Subrogation is a term that's understood in legal and insurance circles but sometimes not by the policyholders who employ them. Even if you've never heard the word before, it is to your advantage to understand the nuances of the process. The more information you have about it, the better decisions you can make about your insurance policy.
An insurance policy you hold is an assurance that, if something bad happens to you, the insurer of the policy will make good in one way or another without unreasonable delay. If your vehicle is hit, insurance adjusters (and police, when necessary) decide who was to blame and that party's insurance covers the damages.

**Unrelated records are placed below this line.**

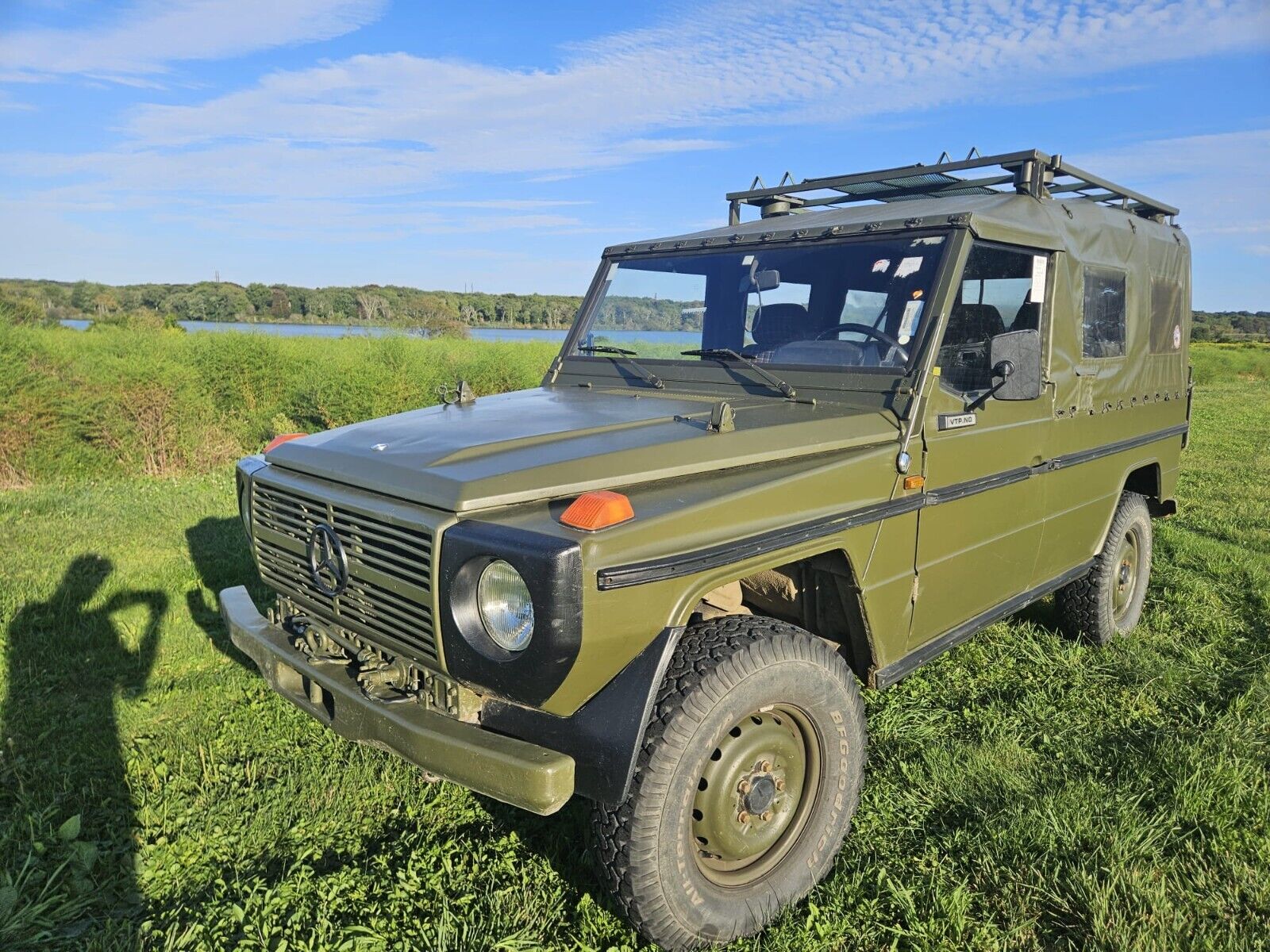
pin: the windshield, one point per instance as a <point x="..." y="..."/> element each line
<point x="831" y="305"/>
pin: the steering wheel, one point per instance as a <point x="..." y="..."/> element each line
<point x="870" y="332"/>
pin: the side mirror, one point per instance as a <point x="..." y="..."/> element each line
<point x="1015" y="359"/>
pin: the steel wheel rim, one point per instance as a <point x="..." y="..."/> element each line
<point x="755" y="795"/>
<point x="1124" y="583"/>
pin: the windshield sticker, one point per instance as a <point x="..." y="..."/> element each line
<point x="908" y="266"/>
<point x="912" y="313"/>
<point x="1041" y="263"/>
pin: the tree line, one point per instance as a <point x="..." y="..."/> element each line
<point x="437" y="313"/>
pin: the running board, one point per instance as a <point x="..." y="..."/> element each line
<point x="937" y="647"/>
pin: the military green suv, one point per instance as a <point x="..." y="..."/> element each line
<point x="774" y="463"/>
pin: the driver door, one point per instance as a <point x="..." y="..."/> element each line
<point x="979" y="532"/>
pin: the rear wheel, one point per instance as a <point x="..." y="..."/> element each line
<point x="746" y="785"/>
<point x="1108" y="600"/>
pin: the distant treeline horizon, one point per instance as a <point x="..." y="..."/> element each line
<point x="440" y="313"/>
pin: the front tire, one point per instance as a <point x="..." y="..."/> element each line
<point x="1106" y="602"/>
<point x="746" y="785"/>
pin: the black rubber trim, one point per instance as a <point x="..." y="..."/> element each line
<point x="1085" y="456"/>
<point x="552" y="569"/>
<point x="971" y="488"/>
<point x="603" y="735"/>
<point x="914" y="659"/>
<point x="691" y="562"/>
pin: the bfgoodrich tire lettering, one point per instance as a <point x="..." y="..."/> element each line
<point x="1108" y="601"/>
<point x="728" y="677"/>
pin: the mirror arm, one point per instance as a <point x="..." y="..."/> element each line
<point x="1003" y="370"/>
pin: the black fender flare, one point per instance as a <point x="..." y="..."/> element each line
<point x="603" y="736"/>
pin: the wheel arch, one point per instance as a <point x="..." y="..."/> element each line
<point x="836" y="609"/>
<point x="1147" y="480"/>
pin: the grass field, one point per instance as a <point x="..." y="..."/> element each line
<point x="1022" y="793"/>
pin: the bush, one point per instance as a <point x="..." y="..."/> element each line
<point x="125" y="401"/>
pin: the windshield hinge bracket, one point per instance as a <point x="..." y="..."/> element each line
<point x="722" y="418"/>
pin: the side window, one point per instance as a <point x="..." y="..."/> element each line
<point x="1001" y="290"/>
<point x="1104" y="313"/>
<point x="1166" y="317"/>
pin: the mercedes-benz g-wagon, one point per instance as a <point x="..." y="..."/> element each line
<point x="772" y="463"/>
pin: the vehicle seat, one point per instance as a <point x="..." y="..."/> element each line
<point x="973" y="323"/>
<point x="775" y="325"/>
<point x="1028" y="317"/>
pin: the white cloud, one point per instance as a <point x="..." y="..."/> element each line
<point x="152" y="35"/>
<point x="310" y="152"/>
<point x="410" y="121"/>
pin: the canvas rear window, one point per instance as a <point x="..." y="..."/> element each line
<point x="1104" y="313"/>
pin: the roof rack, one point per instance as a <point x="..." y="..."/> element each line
<point x="1032" y="173"/>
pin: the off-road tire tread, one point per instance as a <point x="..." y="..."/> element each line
<point x="1080" y="603"/>
<point x="702" y="649"/>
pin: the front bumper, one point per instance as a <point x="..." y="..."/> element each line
<point x="505" y="768"/>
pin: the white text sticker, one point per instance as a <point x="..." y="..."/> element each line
<point x="908" y="266"/>
<point x="1041" y="263"/>
<point x="912" y="313"/>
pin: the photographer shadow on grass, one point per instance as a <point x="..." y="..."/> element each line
<point x="67" y="663"/>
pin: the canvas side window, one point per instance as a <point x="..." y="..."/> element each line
<point x="1001" y="290"/>
<point x="1104" y="313"/>
<point x="1166" y="317"/>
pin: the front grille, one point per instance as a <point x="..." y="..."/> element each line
<point x="389" y="594"/>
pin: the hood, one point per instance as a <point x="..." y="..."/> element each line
<point x="552" y="442"/>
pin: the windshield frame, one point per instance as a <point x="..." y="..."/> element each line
<point x="690" y="371"/>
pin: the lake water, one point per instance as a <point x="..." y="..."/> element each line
<point x="347" y="330"/>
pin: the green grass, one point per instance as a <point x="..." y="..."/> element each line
<point x="1022" y="793"/>
<point x="116" y="403"/>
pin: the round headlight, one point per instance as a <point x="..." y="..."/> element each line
<point x="506" y="608"/>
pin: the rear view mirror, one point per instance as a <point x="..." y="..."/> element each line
<point x="1015" y="359"/>
<point x="761" y="281"/>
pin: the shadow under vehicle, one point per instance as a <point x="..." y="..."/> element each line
<point x="772" y="463"/>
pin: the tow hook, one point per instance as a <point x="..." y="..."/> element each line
<point x="315" y="644"/>
<point x="387" y="682"/>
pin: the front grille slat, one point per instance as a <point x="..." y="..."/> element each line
<point x="389" y="596"/>
<point x="391" y="559"/>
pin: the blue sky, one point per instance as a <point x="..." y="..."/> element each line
<point x="502" y="145"/>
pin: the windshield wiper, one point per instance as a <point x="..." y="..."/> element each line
<point x="727" y="352"/>
<point x="630" y="359"/>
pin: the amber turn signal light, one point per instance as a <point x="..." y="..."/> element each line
<point x="283" y="438"/>
<point x="597" y="511"/>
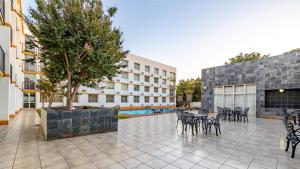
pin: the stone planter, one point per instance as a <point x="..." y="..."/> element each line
<point x="57" y="122"/>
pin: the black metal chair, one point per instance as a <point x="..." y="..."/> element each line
<point x="290" y="115"/>
<point x="293" y="136"/>
<point x="213" y="121"/>
<point x="244" y="114"/>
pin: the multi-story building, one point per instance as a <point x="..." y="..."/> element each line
<point x="142" y="84"/>
<point x="11" y="56"/>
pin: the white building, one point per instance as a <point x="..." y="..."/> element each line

But since ascertaining who is financially accountable for services or repairs is sometimes a tedious, lengthy affair – and delay in some cases adds to the damage to the victim – insurance firms often decide to pay up front and assign blame after the fact. They then need a mechanism to regain the costs if, when all is said and done, they weren't actually in charge of the payout.
For Example
You go to the doctor's office with a sliced-open finger. You give the nurse your health insurance card and she writes down your coverage details. You get stitched up and your insurer gets an invoice for the medical care. But the next morning, when you clock in at your workplace – where the accident happened – your boss hands you workers compensation paperwork to file. Your company's workers comp policy is actually responsible for the bill, not your health insurance policy. It has a vested interest in getting that money back in some way.
How Subrogation Works
This is where subrogation comes in. It is the process that an insurance company uses to claim payment when it pays out a claim that turned out not to be its responsibility. Some companies have in-house property damage lawyers and personal injury attorneys, or a department dedicated to subrogation; others contract with a law firm. Usually, only you can sue for damages to your person or property. But under subrogation law, your insurer is considered to have some of your rights for having taken care of the damages. It can go after the money originally due to you, because it has covered the amount already.
How Does This Affect Policyholders?
For one thing, if your insurance policy stipulated a deductible, your insurer wasn't the only one who had to pay. In a $10,000 accident with a $1,000 deductible, you lost some money too – to be precise, $1,000. If your insurance company is unconcerned with pursuing subrogation even when it is entitled, it might opt to recoup its losses by ballooning your premiums and call it a day. On the other hand, if it knows which cases it is owed and goes after those cases efficiently, it is acting both in its own interests and in yours. If all of the money is recovered, you will get your full $1,000 deductible back. If it recovers half (for instance, in a case where you are found one-half responsible), you'll typically get half your deductible back, depending on the laws in your state.
Moreover, if the total expense of an accident is more than your maximum coverage amount, you may have had to pay the difference. If your insurance company or its property damage lawyers, such as law firm vancouver wa, pursue subrogation and succeeds, it will recover your losses in addition to its own.
All insurers are not created equal. When comparing, it's worth looking at the reputations of competing firms to evaluate if they pursue winnable subrogation claims; if they do so in a reasonable amount of time; if they keep their customers informed as the case continues; and if they then process successfully won reimbursements quickly so that you can get your funding back and move on with your life. If, instead, an insurance agency has a record of honoring claims that aren't its responsibility and then covering its income by raising your premiums, you should keep looking.